Have you not wondered why this wondrous word of revelation occurs thus in detail once and only once? Is it not one of the weapons of those who contend against this our hope that we base too much on this isolated Scripture text? Not that that is true, for all Scripture, as we have said, is in perfect harmony and accord with it; but what a perfect, complete, thorough answer, this fact gives to the other alternative—that the writer was self-deceived. This is impossible; or, like every other self-deceived man that ever lived, he would have pressed his one theme in every letter, forced it on unwilling minds every time he opened his mouth or took up his pen.

"No wild enthusiast ever yet could rest
Till half mankind were like himself possessed."

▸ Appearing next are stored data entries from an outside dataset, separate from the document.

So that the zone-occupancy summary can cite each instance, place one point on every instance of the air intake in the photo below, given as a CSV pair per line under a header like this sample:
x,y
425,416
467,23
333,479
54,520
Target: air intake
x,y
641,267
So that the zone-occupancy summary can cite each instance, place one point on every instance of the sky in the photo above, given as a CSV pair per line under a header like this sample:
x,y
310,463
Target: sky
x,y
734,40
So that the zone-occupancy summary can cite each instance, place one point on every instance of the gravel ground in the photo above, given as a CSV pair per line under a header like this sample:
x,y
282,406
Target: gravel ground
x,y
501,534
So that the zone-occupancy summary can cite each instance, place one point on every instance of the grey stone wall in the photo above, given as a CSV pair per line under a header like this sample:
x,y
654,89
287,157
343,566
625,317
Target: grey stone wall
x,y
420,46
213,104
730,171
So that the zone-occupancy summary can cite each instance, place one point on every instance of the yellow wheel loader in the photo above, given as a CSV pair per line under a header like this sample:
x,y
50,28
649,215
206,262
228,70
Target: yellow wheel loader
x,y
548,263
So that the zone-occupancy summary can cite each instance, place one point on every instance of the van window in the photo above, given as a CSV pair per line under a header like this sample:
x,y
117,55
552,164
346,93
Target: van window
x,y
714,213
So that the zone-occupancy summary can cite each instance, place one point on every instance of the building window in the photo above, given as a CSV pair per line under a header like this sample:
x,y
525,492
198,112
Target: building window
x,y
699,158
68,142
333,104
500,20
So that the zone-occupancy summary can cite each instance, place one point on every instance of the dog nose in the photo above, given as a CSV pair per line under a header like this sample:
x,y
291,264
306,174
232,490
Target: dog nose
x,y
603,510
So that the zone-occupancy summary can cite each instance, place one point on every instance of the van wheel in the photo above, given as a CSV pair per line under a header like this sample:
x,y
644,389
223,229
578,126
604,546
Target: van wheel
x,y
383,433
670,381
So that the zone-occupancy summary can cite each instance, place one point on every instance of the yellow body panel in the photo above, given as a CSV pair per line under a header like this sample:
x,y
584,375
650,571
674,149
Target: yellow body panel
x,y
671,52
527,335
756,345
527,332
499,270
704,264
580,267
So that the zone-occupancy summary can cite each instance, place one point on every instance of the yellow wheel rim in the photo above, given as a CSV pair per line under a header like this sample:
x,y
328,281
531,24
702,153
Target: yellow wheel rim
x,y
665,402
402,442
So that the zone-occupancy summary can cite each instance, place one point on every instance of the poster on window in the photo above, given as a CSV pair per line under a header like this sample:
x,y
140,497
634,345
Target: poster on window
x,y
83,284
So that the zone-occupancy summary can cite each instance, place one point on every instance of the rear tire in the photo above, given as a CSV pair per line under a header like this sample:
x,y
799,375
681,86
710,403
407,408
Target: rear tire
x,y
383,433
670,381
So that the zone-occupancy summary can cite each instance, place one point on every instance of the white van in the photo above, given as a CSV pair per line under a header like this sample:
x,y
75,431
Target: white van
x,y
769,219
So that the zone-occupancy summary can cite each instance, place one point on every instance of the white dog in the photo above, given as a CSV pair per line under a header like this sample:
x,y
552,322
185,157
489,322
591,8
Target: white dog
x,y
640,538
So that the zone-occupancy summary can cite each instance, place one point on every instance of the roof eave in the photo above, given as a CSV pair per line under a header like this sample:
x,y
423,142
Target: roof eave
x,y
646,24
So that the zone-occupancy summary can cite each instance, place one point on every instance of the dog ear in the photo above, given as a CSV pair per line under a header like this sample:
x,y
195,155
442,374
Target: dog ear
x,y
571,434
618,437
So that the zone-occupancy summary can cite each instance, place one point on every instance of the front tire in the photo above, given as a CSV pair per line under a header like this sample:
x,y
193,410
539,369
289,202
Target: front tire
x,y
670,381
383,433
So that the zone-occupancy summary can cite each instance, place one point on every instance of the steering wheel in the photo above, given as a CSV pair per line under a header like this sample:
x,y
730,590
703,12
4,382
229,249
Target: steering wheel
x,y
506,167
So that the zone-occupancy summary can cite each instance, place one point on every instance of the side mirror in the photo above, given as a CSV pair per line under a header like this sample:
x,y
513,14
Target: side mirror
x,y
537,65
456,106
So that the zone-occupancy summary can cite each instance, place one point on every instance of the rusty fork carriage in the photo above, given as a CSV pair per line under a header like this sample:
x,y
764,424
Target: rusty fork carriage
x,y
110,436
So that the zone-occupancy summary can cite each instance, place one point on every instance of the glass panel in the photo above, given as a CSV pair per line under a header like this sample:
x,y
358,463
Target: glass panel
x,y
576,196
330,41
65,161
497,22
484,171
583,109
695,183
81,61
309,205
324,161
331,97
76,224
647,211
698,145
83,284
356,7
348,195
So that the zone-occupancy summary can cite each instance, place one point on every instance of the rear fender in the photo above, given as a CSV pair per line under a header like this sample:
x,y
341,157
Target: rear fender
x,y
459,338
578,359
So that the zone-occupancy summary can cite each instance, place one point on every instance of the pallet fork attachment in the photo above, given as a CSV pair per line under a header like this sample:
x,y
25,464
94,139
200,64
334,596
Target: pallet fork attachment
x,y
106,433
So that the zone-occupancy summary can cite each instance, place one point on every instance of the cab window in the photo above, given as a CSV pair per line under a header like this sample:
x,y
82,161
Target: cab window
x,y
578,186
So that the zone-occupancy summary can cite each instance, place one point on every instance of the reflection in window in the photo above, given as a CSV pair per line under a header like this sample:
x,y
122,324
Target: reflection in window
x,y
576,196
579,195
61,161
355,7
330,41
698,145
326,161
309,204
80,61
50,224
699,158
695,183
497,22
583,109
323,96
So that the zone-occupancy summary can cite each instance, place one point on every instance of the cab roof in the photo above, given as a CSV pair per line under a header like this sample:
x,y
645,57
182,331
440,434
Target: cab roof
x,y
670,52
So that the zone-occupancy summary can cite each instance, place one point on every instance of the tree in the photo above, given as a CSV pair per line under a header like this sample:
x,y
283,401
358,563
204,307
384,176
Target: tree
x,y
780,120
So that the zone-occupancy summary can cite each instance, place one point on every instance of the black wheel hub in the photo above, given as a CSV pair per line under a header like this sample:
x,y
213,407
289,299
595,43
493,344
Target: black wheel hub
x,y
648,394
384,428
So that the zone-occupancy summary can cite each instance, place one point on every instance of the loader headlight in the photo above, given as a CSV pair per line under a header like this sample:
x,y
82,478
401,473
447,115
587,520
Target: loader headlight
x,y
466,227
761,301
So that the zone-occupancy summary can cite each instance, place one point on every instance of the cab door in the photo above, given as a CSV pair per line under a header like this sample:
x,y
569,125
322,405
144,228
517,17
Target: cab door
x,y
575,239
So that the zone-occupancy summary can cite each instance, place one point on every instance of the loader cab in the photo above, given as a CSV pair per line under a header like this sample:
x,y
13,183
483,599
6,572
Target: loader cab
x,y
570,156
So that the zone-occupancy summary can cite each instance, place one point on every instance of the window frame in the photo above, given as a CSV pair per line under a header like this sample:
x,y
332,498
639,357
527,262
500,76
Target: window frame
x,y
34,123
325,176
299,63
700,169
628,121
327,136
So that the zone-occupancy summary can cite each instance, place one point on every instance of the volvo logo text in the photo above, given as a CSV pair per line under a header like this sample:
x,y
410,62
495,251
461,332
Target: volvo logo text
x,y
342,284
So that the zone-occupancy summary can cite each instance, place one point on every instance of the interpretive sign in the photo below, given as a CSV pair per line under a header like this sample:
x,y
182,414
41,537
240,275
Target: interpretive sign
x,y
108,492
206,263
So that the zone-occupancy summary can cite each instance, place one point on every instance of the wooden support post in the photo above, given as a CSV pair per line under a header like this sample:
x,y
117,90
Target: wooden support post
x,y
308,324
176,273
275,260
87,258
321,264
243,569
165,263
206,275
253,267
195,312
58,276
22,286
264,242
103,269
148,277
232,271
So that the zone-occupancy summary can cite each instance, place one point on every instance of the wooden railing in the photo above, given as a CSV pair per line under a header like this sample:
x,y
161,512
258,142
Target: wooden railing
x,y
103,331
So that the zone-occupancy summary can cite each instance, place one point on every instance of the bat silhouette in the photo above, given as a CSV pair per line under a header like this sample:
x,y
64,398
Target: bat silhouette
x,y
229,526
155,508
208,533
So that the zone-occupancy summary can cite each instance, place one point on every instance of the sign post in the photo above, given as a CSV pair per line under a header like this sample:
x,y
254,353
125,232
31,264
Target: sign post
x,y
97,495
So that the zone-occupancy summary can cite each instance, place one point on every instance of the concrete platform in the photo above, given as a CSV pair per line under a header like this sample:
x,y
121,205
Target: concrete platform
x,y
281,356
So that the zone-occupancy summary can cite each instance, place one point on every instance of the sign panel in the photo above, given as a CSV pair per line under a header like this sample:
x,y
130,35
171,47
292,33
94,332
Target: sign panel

'Tis an attractive theme. Long could we linger here, but we must pass on; but before leaving, let us see if we were justified in saying that whilst this word is based on no previous Scripture, yet, when spoken, it is in harmony with all. First, then, is it not in perfect accord with the peculiar character and calling of the Church? Israel, as a nation, finds her final deliverance on the earth. Her calling and her hopes have ever been limited to this scene. Fitting then, indeed, it is that she be saved by her Deliverer's feet standing once more on the Mount of Olives (Zach. xiv. 4), and the judgment of the living nations should then take place. But with the Church, how different: her blessings heavenly; her character heavenly; her calling heavenly. Is it not, then, in accord with this that her meeting with her Lord should be literally heavenly, too? Israel, exponent of the righteous government of God, may rightly long to "dip her foot in the blood of the wicked." Nor can she expect or know of any deliverance except, as of old, in victories in the day of battle. The Church, exponent of the exceeding riches of His grace, is of another spirit; and our deliverance "in the air" permits—nay, necessitates—our echoing that gracious word of our Lord, "Father, forgive them."